C’est le 4 décembre, que quelques irréductibles anciens mineurs font revivre la sainte barbe, la mémoire des anciens,
Par une messe en patois, et en souvenir de ceux qui par le passé ont chanté et fêter la sainte barbe, il y aura cette journée des témoignages d’anciens qui viendront réciter en patois des poèmes, et réciter le notre père et le je vous salut marie en patois comme le disais nos anciens.
L’année dernière quelle fut notre surprise de voir les caméras de TF 1 et France 3 venir filmer, la messe, et le briquet (casse croûte du mineur ) tartine de saint doux, et café (goûte ed’ jus.
Cette année rendez-vous au 4 de Lens, comme tous les ans a 10 h 00 pour cette commémoration, l’après midi on continuera, par des chants, des récits d’anciens mineurs qui viendront raconter, il y aura des jeunes qui ont préparé une exposition sur la mine et les mineurs, ils tenteront d’échanger, les souvenirs. , De savoir comment était la Jeunesse de ce temps la.
De la tarte, des gâteaux serons aussi la pour être partager.
L’exposition de la commission histoire de Lens du comité des sages, sur la catastrophe de Courrières vu par « le petit journal » de l’époque, journal parisien qui relataient en 1906, la catastrophe de Courrières.
Ce sera un émouvant moment, je prendrais des Photos, que je mettrais sur mon blog pour vous en faire partager.
Seulement une petite pensée a nos anciens, a ceux qui tant donné.

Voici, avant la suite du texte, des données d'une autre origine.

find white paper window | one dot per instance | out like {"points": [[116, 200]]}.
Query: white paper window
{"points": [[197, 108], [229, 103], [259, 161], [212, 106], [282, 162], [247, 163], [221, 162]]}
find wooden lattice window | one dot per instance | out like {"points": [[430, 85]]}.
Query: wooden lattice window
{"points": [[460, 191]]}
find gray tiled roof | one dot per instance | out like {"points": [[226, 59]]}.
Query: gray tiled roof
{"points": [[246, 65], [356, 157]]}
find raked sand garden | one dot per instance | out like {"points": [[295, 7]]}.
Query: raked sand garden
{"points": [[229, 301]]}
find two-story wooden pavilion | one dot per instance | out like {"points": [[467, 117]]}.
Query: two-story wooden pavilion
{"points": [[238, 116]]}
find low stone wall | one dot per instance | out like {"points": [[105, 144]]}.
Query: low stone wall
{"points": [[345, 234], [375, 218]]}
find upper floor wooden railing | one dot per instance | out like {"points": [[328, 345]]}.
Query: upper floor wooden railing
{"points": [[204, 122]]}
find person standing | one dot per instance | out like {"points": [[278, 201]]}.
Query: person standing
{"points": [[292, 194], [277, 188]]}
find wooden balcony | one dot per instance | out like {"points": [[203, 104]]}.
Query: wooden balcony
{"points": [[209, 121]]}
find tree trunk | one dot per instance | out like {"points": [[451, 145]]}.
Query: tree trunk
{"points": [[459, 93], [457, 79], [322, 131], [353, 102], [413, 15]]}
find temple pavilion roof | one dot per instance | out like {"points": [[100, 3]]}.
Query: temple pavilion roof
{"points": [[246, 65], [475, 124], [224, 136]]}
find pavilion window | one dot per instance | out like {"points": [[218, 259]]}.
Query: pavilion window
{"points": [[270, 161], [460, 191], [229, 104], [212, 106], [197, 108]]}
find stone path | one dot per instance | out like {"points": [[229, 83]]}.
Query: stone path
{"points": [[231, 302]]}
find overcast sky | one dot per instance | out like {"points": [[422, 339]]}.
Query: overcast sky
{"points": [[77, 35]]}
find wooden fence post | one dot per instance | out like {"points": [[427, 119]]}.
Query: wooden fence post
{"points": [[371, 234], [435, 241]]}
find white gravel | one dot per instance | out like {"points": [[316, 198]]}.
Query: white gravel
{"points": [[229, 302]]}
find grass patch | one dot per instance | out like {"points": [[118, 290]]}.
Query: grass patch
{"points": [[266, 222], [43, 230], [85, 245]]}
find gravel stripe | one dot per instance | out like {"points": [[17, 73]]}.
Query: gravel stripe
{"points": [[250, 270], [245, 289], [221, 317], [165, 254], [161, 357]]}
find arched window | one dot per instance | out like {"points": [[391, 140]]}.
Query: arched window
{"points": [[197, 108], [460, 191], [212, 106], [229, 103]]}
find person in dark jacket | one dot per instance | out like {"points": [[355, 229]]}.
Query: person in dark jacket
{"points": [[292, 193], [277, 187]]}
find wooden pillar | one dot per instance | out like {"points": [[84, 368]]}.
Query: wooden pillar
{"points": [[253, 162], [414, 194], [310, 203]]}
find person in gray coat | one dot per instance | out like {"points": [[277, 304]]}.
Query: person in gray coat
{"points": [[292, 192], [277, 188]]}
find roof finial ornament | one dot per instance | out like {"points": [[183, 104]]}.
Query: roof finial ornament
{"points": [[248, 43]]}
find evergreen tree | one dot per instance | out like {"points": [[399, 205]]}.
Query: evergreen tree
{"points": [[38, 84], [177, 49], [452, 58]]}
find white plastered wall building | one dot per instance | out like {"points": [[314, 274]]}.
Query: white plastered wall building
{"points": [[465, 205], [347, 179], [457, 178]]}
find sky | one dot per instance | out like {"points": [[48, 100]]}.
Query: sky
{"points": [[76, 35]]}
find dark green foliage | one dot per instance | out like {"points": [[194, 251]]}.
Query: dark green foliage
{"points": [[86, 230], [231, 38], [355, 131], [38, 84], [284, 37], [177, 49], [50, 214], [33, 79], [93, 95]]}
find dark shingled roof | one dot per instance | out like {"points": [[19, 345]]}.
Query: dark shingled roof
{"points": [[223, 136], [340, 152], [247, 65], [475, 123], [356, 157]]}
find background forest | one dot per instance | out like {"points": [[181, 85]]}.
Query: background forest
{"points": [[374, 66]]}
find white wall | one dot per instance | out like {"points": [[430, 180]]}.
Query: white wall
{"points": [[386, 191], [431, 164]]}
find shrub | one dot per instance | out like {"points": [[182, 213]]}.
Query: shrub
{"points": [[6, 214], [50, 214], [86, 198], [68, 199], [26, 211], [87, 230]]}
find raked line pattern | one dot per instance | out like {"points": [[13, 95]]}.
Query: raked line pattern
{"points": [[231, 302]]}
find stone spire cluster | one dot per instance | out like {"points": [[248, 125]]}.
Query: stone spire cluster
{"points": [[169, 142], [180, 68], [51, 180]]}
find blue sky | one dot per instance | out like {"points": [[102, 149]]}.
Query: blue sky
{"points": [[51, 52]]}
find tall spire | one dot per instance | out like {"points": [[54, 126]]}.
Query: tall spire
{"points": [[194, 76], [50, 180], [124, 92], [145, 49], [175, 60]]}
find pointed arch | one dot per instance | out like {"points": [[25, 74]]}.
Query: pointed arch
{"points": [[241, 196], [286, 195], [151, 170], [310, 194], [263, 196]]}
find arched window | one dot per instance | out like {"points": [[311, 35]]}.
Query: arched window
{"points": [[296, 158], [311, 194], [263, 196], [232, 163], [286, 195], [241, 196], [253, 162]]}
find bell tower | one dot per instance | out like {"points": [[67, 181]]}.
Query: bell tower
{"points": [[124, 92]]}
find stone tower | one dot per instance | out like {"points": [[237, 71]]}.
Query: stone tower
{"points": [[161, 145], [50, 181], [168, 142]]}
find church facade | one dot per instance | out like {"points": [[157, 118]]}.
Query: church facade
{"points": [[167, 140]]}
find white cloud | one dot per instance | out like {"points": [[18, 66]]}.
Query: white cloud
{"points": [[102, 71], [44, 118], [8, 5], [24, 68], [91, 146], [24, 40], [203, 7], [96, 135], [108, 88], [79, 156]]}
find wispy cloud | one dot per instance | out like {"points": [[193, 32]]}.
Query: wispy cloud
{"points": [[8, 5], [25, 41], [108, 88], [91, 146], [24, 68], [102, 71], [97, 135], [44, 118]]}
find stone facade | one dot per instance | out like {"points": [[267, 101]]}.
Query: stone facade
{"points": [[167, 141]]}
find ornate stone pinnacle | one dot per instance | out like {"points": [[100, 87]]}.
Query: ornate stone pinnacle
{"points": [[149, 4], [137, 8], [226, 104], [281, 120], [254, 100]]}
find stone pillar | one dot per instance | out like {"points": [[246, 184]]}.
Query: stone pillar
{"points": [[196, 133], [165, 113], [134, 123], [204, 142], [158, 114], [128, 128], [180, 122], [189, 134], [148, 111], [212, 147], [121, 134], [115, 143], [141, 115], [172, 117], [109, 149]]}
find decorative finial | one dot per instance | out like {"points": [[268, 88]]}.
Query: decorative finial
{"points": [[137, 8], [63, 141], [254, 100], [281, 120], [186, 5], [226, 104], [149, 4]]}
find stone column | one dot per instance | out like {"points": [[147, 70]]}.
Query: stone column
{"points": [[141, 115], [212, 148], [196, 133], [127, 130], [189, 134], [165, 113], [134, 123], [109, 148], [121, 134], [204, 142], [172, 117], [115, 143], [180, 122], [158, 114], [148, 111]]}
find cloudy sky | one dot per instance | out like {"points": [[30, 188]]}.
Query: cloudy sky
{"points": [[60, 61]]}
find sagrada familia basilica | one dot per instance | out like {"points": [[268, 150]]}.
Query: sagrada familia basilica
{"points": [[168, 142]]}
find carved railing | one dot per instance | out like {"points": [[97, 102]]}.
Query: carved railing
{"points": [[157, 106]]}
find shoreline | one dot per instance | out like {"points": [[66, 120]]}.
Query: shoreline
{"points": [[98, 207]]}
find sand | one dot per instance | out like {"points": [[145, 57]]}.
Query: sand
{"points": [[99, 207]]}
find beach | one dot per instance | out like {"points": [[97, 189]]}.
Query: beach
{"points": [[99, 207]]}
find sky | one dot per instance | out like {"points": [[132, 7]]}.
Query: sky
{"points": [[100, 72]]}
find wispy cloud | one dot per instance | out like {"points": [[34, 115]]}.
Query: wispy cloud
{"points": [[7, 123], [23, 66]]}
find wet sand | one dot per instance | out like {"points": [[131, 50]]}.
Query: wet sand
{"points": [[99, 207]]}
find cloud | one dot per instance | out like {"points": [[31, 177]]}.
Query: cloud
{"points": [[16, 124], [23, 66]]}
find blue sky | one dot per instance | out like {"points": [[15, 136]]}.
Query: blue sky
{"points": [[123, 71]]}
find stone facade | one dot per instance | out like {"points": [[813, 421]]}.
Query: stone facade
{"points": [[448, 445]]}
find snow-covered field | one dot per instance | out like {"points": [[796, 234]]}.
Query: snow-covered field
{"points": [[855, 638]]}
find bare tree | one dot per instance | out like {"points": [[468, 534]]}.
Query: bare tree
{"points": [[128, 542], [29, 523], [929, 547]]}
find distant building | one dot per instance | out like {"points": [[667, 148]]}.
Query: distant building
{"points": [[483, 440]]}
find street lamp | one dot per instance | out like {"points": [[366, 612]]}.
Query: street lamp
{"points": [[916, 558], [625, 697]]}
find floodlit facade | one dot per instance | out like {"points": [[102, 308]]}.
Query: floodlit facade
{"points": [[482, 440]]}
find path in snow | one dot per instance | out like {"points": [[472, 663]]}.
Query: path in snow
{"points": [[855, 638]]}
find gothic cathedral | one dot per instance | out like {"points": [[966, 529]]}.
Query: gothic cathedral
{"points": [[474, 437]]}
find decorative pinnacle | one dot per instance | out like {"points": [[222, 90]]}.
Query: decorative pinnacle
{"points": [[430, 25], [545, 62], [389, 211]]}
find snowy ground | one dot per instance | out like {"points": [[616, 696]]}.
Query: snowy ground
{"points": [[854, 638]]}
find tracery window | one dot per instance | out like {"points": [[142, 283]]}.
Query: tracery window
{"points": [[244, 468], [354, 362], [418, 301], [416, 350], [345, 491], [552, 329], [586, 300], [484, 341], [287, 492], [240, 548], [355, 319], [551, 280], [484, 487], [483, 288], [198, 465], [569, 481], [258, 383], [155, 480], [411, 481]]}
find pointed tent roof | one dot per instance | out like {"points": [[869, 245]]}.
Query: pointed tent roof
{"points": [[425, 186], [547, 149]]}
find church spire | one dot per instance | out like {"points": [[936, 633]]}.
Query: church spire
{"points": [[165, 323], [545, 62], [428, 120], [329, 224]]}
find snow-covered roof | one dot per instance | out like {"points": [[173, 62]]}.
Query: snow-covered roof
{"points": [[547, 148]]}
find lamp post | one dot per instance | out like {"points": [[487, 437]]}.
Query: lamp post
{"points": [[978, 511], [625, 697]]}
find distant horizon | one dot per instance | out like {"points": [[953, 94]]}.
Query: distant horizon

22:13 Publié dans la mine | Lien permanent | Commentaires (3)

la sainte Barbe

Sainte - Barbe
Sainte - Barbe est traditionnellement fêtée le 4 décembre

HISTOIRE DE LA SAINTE - BARBE

Sainte - Barbe aurait vécu au milieu du III ème siècle à Nicomédie en Asie Mineure, aujourd'hui Izmit, un port de Turquie. Son père, un riche païen du nom de Dioscore, veut la protéger des assauts de prétendants trop entreprenants. Il l'enferme dans une tour. Au retour d'un voyage, sa fille lui apprend qu'elle est chrétienne. Furieux, le père met le feu à la tour. Barbe réussit à s'enfuir et se réfugie dans les rochers des environs. Un berger découvre la cachette et avertit son père. Ce dernier la traîne devant le gouverneur romain de la province qui la condamne à d'affreux supplices. Comme la fille continue à invoquer le Christ, le gouverneur ordonne au père de trancher lui-même la tête de sa fille. Son père la décapite et fut aussitôt châtié par le Ciel, Dioscore meurt frappé par la foudre.

LEGENDE DE SAINTE - BARBE

Sainte - Barbe protège contre la foudre, la mort subite et donc contre le fameux coup de grisou. Elle est ainsi la sainte patronne des mineurs mais aussi de plusieurs corporations devant affronter le feu : les pompiers, les artificiers, les artilleurs.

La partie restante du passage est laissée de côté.